Dimissioni che i due dirigenti definiscono “un atto dovuto nel segno della responsabilità e della rigenerazione del partito”.

“Per questo motivo – scrivono Vigni e Anatrini – è auspicabile un’effettiva unità sia nel Pd che tra tutte le forze di opposizione presenti in consiglio comunale. Non sono più accettabili attacchi nei nostri confronti da parte di chi dovrebbe stare dalla nostra stessa parte”.

Nei prossimi giorni, spiegano ancora, “riuniremo la direzione per nominare la reggenza e individuare il percorso per arrivare il prima possibile alla nomina del nuovo segretario”. Vigni e Anatrini hanno anche ringraziato “gli oltre 11.600 elettori che ci hanno dato fiducia al ballottaggio del 24 giugno. Come Pd garantiremo loro un impegno serio e costante non solo tra i banchi dell’opposizione ma soprattutto in città per continuare a dialogare con la comunità, raccogliere i bisogni e le richieste dei cittadini e portarle all’attenzione dell’amministrazione”.

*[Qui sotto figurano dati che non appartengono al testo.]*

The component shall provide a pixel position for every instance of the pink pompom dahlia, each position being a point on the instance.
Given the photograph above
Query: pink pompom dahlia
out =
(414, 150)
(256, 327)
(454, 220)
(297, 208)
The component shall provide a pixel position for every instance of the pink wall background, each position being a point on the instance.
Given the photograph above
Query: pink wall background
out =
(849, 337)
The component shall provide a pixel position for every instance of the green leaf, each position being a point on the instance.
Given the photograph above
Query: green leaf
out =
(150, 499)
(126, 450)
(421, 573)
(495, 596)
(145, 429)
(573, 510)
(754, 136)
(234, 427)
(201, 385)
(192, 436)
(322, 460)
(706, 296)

Naturalmente la resa dei conti non finisce qui. Nel Pd senese, inteso non solo come livello cittadino, ma di tutta la provincia, c’è chi chiede le dimissioni anche del segretario provinciale Andrea Valenti, che dopo aver vinto, abbastanza a sorpresa il congresso, battendo la componente renziana, poi non è evidentemente riuscito a imprimere un cambio di passo al partito. C’è chi gli rimprovera di non essersi opposto al “patto scellerato” con Piccini, che gli elettori hanno vissuto come una riedizione del “groviglio armonioso” che ha portato Siena al disastro.

Certo, la campagna elettorale per le Comunali è stata gestita dall’Unione Comunale di Siena, non dal livello provinciale. Ma la leadeship Valenti – dicono alcuni – si è dimostrata debole e silenziosa. Poteva avere più peso nel dettare la linea.

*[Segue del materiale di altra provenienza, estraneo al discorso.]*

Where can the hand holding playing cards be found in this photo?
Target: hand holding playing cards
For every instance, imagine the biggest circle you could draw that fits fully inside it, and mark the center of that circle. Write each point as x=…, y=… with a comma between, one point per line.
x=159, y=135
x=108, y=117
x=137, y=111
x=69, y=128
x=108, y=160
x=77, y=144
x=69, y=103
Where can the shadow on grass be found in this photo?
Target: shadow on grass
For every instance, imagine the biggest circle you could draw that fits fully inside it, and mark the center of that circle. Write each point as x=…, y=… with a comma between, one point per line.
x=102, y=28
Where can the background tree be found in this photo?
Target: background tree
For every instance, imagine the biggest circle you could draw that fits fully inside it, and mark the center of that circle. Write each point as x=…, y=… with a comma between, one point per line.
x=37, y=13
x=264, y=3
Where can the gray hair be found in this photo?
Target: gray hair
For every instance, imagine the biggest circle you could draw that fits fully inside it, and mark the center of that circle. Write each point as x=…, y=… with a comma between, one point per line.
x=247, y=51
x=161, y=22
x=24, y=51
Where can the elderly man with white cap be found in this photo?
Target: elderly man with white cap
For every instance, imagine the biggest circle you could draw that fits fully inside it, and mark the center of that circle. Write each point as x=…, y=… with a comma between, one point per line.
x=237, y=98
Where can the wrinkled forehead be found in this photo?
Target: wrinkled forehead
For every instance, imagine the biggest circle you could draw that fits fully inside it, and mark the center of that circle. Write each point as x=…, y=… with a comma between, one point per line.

Sotto accusa oltre Valenti anche lo stesso Bruno Valentini, il grande sconfitto, e i leaders delle varie componenti, da Scaramelli a Dallai a Monaci…  Il tonfo elettorale che ha portato la destra alla guida del Comune, sia pure per una manciata di voti (378 per l’esattezza, che su 24 mila votanti al ballottaggio sono in’inezia) è una sconfitta di tutti e il redde rationem non risparmierà nessuno.

Quella che al momento non emerge però è la direzione che intenderà prendere il Pd. E soprattutto se il Pd rimarrà tale, provando a far prevalere le ragioni del’unità, evocate da Vigni e Anatrini o si scinderà di nuovo, con una parte pronta a seguire Calenda e una parte in libera uscita.

Intanto il neo sindaco di centro destra De Mossi si è presentato con una “sparata”  revanscista, poco seria e poco rispettosa della storia politica della città del Palio, parlando di “cambiamento dopo 74 anni di malgoverno della sinistra”. Gli ultimi 20 sì, sono stati caratterizzati da scelte discutibili e disastrose, ma i primi 50 no. Fino agli anni ’90 Siena è stata un esempio di buon governo, riconosciuto a livello nazionale e internazionale. Fu la prima città in Italia ad istituire la zona blu, cioè a vietare il traffico nel centro storico, per dire…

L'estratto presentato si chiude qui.